Adopting Australian-style pension regulation could boost UK pots by £12,000 - Policy Exchange

Adopting an Australian-style approach to pension regulation in the UK could boost a typical retirement pot of £100,000 by £12,000, according to the think tank Policy Exchange.

It stated that, using the Australian pension regulation model as an example, regulators being spurred to focus on outcomes had the potential to boost returns, particularly for those coming up to retirement who "suffer the most" under the current UK approach.

Policy Exchange's report outlined recommendations on what could be learned from Australia’s superannuation model and how the regulation of the UK pensions market might be improved.

Following the Chancellor’s recent announcement that the new Labour government would actively look at pension market reform, the paper argued that the UK regulatory framework for pensions was designed for an era of defined benefit (DB) schemes with broadly fixed outcomes.

It noted that the existing regulatory approaches had prioritised concepts such as safety and value for money (VFM) that were crucial for legacy DB schemes, arguing that the same approach has given little emphasis on the outcomes that matter more for defined contribution (DC) members.

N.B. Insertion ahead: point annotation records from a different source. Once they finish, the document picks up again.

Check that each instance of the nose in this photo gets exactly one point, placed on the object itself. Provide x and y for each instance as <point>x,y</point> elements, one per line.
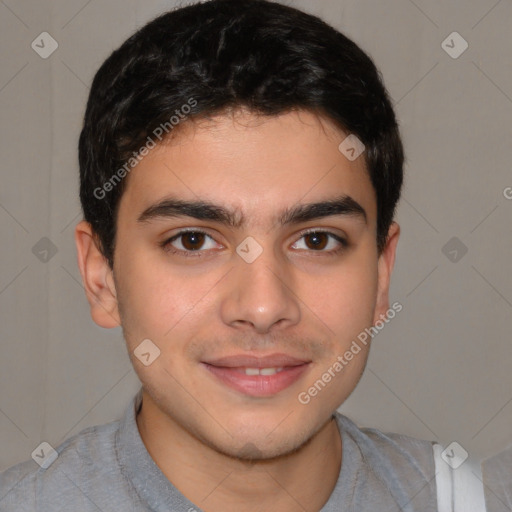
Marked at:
<point>260,296</point>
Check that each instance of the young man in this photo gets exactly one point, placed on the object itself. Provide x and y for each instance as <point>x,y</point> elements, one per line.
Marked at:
<point>240,166</point>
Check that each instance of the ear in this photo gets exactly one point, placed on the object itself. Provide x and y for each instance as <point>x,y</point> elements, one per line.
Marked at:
<point>385,268</point>
<point>97,277</point>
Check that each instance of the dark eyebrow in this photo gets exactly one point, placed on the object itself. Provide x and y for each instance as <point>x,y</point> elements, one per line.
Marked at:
<point>203,210</point>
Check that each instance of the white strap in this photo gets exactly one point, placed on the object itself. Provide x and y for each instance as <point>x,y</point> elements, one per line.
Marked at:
<point>458,490</point>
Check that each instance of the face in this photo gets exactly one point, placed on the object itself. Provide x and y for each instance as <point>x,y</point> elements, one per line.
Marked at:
<point>246,252</point>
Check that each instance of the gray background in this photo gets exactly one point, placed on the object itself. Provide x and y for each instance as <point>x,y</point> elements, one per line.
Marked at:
<point>440,370</point>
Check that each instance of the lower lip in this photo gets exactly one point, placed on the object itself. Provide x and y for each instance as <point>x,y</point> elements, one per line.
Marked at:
<point>258,385</point>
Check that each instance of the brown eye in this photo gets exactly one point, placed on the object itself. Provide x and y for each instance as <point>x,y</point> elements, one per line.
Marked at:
<point>317,240</point>
<point>322,242</point>
<point>192,241</point>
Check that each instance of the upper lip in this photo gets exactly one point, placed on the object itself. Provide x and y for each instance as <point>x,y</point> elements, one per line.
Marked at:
<point>247,361</point>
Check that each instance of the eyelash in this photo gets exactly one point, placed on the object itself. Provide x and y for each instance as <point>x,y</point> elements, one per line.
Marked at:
<point>166,244</point>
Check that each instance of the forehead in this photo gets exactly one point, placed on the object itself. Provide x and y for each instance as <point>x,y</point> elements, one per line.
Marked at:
<point>253,164</point>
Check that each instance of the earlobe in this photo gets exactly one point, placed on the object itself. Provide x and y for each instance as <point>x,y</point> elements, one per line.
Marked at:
<point>385,268</point>
<point>97,278</point>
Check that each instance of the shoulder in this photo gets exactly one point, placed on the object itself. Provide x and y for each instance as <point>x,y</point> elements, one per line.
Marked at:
<point>390,464</point>
<point>79,461</point>
<point>389,448</point>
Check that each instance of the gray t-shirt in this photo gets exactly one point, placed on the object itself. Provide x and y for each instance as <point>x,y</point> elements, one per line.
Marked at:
<point>497,474</point>
<point>108,469</point>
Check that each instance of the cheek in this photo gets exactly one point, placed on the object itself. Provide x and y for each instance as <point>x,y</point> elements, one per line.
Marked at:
<point>346,298</point>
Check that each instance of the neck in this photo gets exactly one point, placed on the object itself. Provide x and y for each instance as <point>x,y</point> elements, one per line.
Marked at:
<point>302,480</point>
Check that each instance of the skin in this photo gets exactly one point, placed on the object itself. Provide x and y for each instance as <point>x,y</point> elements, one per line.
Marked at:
<point>224,450</point>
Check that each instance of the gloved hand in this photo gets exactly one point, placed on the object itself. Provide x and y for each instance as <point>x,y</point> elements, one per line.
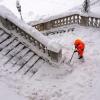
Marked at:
<point>75,50</point>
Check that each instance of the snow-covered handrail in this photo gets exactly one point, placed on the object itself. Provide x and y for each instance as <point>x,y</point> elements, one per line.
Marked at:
<point>81,19</point>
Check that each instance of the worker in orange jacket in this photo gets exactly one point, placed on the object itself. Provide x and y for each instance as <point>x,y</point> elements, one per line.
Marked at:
<point>79,47</point>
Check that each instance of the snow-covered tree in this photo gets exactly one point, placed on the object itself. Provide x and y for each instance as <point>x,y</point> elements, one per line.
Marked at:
<point>86,6</point>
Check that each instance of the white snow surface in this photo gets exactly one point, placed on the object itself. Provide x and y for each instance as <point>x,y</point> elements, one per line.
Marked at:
<point>80,81</point>
<point>7,93</point>
<point>5,13</point>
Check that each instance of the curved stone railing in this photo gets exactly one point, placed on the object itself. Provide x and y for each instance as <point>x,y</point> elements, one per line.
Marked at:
<point>68,20</point>
<point>51,55</point>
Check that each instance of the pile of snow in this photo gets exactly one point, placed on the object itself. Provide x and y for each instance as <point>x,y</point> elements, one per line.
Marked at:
<point>7,93</point>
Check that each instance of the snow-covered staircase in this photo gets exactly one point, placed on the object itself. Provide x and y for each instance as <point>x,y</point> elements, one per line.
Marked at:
<point>16,57</point>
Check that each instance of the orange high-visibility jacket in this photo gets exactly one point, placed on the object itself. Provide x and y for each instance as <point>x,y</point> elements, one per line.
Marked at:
<point>79,45</point>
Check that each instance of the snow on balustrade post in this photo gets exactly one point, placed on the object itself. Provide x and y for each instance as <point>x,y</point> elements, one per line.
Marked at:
<point>84,21</point>
<point>55,51</point>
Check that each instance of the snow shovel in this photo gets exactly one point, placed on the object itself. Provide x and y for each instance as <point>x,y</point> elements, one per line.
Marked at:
<point>70,58</point>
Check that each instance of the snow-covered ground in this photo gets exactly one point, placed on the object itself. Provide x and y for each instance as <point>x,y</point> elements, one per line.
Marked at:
<point>7,93</point>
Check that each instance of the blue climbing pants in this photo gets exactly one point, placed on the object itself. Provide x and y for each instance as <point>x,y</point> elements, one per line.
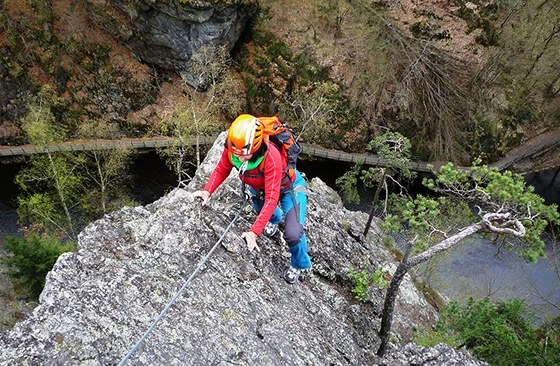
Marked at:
<point>294,206</point>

In the report, Policy Exchange said the framework was proving increasingly outdated as DC schemes have become the dominant pension-saving vehicle for the current generation.

The report acknowledged that well-intentioned concepts such as VFM perhaps still made sense in 2012 when auto-enrolment (AE) was introduced, and pension costs were higher.

However, it suggested now that costs have been reduced successfully, the same concepts are allowing a system to develop where certain risk profiles, private market exposure, performance and contestability levels are too low.

It argued that while the King’s Speech contained certain recommendations to make some limited changes to the VFM framework, the current proposals do not go far enough to embrace a focus on outcomes.

Indeed, the report highlighted the benefits of adopting the Australian approach, stating that the regulations behind the superannuation system have a more proportionate approach to risk, better entrench competition, and deliver better overall outcomes for savers.

Policy Exchange estimated that the typical UK pension saver has missed out on gains of 0.7 per cent per year compared to the Australian pension saver.

It found that adopting an Australian-style approach to pension regulation could increase average retirement pots by £12,000.

The report highlighted that the pre-retirement cohort, which currently suffers the most under the existing system, would be the biggest beneficiaries of the proposed changes.

To address these challenges, the recommendations included an increased focus on DC pension outcomes, introducing performance league tables to increase competition and performance transparency, reversing the regulatory push for pre-retirement de-risking strategies, and increasing pension contributions.

Policy Exchange said that the government should include an objective of seeking to promote the best retirement outcomes for regulatory bodies including The Pensions Regulator (TPR) and the Financial Conduct Authority, while existing objectives like VFM would be downgraded to a supplemental status.

It also called for a centralised portal for DC pension fund performance, maintained by TPR, to be introduced, suggesting the initial focus for this would be on DC master trusts but would have a future focus on extending this to the default options offered within large group personal pensions.

In addition to this, Policy Exchange said that the existing regulatory priorities had forced schemes to adopt defensive asset allocations for older savers known as ‘lifestyling’, leading to poor performance for many years.

The report argued that the ‘lifestyling’ approach had been enforced far more rigorously in the UK than in Australia, demonstrating that good regulations could be more flexible.

As an alternative to de-risking, it recommended considering ways to enhance innovation in the annuity market, for instance by changing rules, like Australia has done, to allow retirement products such as investment linked annuities to flourish.

Furthermore, the report made the case that higher contributions are needed to sustain retirement incomes.

To combat this, it recommended increasing the AE minimum contribution rates from 8 per cent to 10 per cent by raising contribution by 0.5 per cent per year for four years, with employer contributions contributing the extra.

It said that this higher contribution rate would better sustain living standards in retirement, closer to the Australian contribution rate of 12 per cent.

The report also said that it expects this will help break the inflationary wage spiral the UK has recently been fighting, without negatively impacting total employee compensation.

Commenting in the foreword, former pensions minister, Ros Altmann, said: “Growing Pension Capital, the latest in a series of influential Policy Exchange contributions to the debate on reforming the UK pensions sector, discusses some important lessons to be learned from international best practice.

“I have always sought to champion the interests of pensioners who have worked hard through their lives and deserve dignity and prosperity in retirement.

“In that cause, we should consider good ideas and policies, wherever they might come from. Australia offers several.”

Adding to this, the report’s co-author, Christopher Mahon, said: “We can all understand why the regulator has focused on costs and safety, but it is time to encourage regulators to look beyond these two parameters and focus on the end goal of delivering good retirement outcomes.

“This requires a different mindset incorporating many more elements - each focused around growing capital over the long term."